La Spezia – Fano
Endlich wieder Italien. Dank Urlaub im Juni wären ja theoretisch endlos viele Spiele möglich, praktisch ist das aber nicht drin, wenn man mit der guten Frau verreist. Da wir in diesem Jahr auf die aberwitzige Idee kamen, mit 3 Pärchen zu verreisen, hatten immerhin die 3 mitreisenden Männer Bock auf Fußball und so einigten wir uns im Vorfeld nach einigen Diskussionen auf die Partie von La Spezia. Der Verein war im letzten Jahr noch Zweitligist, dann aber pleite gegangen und kämpft jetzt um den Aufstieg in die Serie C2, also die 4. Liga. Alternativ wäre noch Como oder Alessandrias Heimspiele möglich gewesen, die reizten uns aber nicht so sehr. Also fuhren Thomas und ich (Daniel hatte kurzfristig einen Rückzieher gemacht) Sonntag morgens nach La Spezia. Nach dem Spiel hatten wir noch Empoli gegen Brescia ins Auge gefasst, allerdings würde es zeitlich recht knapp werden. 16 Uhr Anstoß in La Spezia, 19 Uhr in Empoli, dazwischen gut 180km. Nach gut 2 Stunden erreichten wir die Hafenstadt zwischen Ligurien und Toskana, die der Reiseführer als „hässliches Entlein“ Liguriens beschrieb. Viel sahen wir nicht von der Stadt, dank eines Marktes war es jedenfalls recht voll. Am Stadion gab es noch reichlich Parkplätze, obwohl nur noch gut 90 Minuten bis zum Anpfiff waren. Deutsche „Bauchtasche-über-die-Schulter“-tragenden Hopper wurden auch noch gesichtet.

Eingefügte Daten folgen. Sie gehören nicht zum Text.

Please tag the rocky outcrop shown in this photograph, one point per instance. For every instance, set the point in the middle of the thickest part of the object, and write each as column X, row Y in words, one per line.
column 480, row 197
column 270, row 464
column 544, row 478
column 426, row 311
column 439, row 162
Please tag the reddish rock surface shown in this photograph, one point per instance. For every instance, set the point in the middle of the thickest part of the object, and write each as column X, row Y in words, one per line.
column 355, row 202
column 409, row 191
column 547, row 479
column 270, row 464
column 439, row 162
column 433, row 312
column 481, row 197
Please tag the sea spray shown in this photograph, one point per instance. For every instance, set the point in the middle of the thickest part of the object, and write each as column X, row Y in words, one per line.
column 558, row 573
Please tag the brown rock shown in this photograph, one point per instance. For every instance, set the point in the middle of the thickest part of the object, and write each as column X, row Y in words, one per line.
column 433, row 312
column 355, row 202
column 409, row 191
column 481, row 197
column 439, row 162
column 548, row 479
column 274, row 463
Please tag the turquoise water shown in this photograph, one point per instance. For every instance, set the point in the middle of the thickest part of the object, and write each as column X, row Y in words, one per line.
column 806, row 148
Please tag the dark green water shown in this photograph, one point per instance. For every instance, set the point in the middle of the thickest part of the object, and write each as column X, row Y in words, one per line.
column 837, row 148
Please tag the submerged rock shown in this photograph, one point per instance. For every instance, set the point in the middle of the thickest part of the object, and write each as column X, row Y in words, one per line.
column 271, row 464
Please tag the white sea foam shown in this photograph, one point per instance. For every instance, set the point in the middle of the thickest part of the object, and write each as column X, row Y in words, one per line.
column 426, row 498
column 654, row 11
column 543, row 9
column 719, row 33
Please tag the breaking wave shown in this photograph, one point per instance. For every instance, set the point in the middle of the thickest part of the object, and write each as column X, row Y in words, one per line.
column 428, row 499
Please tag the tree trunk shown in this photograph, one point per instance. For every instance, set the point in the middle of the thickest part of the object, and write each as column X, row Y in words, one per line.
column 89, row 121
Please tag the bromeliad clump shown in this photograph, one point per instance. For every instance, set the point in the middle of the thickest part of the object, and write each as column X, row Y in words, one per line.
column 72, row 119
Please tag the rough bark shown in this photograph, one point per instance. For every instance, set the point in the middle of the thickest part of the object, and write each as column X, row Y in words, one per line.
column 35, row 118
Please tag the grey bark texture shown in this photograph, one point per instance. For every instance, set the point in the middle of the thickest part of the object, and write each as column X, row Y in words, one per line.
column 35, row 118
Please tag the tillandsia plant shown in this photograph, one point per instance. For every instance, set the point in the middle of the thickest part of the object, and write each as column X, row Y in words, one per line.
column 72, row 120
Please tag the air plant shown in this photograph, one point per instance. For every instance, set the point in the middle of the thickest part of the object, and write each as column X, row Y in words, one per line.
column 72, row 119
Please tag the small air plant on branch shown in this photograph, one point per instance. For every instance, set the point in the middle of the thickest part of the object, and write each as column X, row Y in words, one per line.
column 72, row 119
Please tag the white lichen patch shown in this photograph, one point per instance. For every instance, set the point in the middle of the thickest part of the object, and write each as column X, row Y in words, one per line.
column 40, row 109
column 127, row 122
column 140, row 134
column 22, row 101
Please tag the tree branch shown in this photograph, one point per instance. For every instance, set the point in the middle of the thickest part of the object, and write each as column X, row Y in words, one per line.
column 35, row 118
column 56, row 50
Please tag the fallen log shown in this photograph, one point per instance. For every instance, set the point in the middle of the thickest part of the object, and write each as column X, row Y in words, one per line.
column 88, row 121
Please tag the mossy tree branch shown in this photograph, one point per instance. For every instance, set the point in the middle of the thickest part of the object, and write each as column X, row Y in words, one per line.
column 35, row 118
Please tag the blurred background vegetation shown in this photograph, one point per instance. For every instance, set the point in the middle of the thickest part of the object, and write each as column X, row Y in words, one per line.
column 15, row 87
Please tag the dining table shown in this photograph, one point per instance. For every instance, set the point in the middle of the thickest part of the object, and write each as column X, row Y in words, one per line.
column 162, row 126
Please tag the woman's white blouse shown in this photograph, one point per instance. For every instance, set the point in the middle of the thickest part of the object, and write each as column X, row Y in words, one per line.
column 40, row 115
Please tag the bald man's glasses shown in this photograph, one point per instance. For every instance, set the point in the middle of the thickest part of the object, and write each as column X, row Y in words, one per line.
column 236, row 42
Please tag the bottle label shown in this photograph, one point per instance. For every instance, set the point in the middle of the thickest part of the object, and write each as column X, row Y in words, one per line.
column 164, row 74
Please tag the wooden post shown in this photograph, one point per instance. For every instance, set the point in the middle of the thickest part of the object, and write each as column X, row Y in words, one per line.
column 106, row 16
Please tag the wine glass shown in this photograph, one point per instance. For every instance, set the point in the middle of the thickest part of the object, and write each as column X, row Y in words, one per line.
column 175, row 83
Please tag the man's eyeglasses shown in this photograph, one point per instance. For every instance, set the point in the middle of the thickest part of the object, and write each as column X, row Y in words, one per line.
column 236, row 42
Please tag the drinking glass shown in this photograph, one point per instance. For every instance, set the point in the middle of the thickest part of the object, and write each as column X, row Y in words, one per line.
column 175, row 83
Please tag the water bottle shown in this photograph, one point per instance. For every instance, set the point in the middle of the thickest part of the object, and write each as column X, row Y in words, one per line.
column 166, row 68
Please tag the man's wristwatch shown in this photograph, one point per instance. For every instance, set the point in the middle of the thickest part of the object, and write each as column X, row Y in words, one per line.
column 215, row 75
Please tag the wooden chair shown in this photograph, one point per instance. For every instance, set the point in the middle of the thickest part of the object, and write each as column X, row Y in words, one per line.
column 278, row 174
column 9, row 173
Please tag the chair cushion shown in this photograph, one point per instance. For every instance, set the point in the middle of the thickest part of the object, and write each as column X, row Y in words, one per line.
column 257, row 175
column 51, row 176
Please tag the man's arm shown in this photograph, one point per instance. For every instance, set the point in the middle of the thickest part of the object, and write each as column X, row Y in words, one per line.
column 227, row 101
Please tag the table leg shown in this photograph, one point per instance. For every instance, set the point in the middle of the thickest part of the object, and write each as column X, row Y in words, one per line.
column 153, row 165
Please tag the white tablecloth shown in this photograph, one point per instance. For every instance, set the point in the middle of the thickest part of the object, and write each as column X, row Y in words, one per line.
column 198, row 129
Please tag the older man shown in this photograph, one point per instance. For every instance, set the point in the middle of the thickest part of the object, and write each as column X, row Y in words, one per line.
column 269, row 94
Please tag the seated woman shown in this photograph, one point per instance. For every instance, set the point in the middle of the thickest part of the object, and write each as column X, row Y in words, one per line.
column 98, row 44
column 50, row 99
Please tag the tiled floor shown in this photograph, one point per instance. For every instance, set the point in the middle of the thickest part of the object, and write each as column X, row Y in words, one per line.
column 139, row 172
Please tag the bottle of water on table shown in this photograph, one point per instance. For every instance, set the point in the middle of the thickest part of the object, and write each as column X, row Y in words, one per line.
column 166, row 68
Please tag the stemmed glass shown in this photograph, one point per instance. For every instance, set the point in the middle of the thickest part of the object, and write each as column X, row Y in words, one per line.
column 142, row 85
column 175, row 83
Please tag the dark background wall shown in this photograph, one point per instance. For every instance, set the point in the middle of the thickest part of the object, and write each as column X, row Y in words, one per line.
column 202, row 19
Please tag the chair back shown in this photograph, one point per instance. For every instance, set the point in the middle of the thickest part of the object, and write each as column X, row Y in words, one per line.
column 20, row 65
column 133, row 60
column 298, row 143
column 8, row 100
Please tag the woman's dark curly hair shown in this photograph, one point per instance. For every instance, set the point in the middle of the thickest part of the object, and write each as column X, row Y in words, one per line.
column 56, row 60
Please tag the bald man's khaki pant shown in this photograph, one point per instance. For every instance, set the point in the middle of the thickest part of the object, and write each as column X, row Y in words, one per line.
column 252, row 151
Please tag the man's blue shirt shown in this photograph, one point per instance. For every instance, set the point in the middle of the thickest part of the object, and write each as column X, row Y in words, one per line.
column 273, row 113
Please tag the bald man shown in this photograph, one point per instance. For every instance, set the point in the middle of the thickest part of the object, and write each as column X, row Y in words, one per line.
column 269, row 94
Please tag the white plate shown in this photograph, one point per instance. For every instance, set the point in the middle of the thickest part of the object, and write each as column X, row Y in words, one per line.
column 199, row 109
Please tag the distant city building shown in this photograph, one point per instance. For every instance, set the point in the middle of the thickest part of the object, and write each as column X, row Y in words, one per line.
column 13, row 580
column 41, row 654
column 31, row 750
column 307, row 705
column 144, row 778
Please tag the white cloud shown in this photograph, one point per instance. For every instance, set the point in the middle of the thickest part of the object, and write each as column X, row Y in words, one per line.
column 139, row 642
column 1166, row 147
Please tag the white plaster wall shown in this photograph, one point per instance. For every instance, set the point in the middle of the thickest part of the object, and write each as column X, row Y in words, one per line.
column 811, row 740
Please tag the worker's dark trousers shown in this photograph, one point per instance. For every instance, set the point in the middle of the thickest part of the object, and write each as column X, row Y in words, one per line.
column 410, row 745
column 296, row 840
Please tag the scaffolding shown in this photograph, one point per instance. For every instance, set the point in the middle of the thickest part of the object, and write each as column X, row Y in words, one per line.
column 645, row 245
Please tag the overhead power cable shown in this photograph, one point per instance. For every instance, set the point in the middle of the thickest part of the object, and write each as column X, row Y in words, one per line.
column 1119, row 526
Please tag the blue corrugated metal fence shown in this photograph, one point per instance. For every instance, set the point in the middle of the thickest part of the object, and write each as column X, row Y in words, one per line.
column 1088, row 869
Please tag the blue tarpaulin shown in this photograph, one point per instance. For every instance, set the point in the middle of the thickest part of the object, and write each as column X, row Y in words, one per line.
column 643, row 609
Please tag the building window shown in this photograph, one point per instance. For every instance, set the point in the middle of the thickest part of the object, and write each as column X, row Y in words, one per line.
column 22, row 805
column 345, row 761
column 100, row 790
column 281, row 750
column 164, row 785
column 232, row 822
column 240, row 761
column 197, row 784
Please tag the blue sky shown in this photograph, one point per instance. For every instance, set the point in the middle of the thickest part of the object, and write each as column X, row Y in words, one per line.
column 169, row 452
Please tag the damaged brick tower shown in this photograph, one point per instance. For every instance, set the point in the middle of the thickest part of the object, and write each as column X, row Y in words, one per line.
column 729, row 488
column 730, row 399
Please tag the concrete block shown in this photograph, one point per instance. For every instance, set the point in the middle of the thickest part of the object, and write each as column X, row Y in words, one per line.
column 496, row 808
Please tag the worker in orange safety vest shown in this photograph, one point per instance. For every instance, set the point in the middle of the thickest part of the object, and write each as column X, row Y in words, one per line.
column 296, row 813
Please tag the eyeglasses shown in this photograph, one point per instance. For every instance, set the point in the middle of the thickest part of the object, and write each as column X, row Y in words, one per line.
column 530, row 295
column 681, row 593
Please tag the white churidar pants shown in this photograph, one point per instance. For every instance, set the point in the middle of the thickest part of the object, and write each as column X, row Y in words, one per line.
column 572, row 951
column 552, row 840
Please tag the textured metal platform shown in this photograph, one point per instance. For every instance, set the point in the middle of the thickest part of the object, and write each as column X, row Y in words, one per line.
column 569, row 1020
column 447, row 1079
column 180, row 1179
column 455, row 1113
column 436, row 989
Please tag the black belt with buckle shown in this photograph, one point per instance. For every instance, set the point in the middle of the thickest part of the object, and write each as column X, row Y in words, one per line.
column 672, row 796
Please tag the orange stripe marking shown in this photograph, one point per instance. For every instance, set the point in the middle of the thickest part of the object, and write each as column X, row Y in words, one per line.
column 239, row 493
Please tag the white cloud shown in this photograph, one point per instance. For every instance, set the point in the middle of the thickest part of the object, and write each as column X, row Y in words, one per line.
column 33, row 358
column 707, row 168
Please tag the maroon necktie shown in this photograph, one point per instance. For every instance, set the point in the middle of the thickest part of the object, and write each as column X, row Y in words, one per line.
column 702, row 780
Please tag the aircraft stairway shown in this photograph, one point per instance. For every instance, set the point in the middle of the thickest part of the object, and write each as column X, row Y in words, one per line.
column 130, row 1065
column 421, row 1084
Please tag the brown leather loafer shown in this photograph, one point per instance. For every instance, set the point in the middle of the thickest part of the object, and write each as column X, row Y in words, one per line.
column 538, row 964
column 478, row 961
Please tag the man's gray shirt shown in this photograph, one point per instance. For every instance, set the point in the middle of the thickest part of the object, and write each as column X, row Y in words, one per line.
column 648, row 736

Das Stadion von La Spezia „A. Picco“ ist wie so viele italienische Stadien in keinem ausgezeichneten Zustand, eine Tribüne ist eine reine Stahlrohrtribüne und beherbert die Gästefans. Beide Seitentribünen sind überdacht, die Heimkurve („Curva Ferrovia“) ist wie fast immer unüberdacht. Draußen war nicht viel los, wir holten uns Karten für die Gegentribüne (12,- EUR) und stromerten noch ein wenig durch die Gegend. Typisch italienisches Flair rund ums Stadion, leider fehlten die in höheren Ligen üblichen Händler rund ums Stadion. Im Zuge der neuen Gesetzgebung ist das Stadion komplett neu eingezäunt worden und die heimischen Tifosi dürfen sich über elektronische Zutrittskontrollen erfreuen. Da diese Gesetzt für die Serie D aber offensichtlich nicht gelten, waren die Tore offen und es wurde erst direkt vor dem Block von den üblichen Ordnern kontrolliert. Sehr lässige Atmosphäre, man hatte den Eindruck, dass sich alle kannten und viele noch bis kurz vor Anpfiff draußen blieben, um zu quatschen. Wir wähnten die „Tribuna distini“ auf der anderen Seite und liefen unter den skeptischen Blicken der einheimischen Ultras an der Heimkurve vorbei. Vor der vermeintlichen Gegentribüne stellten wir dann fest, dass es die Haupttribüne war. Also wieder zurück. Die „Curva“ war reichlich mit den üblichen schmuddeligen Graffitis verziert, wie man sie aus Italien kennt. Auf künstlerische Effekte wird hier eher verzichtet, lieber schnell was hingesprüht, was einen gerade beschäftigt. Dafür ist die Kurve mit einem schönen Wandbild „Ultras La Spezia“ verziert worden, ein schickes Bild.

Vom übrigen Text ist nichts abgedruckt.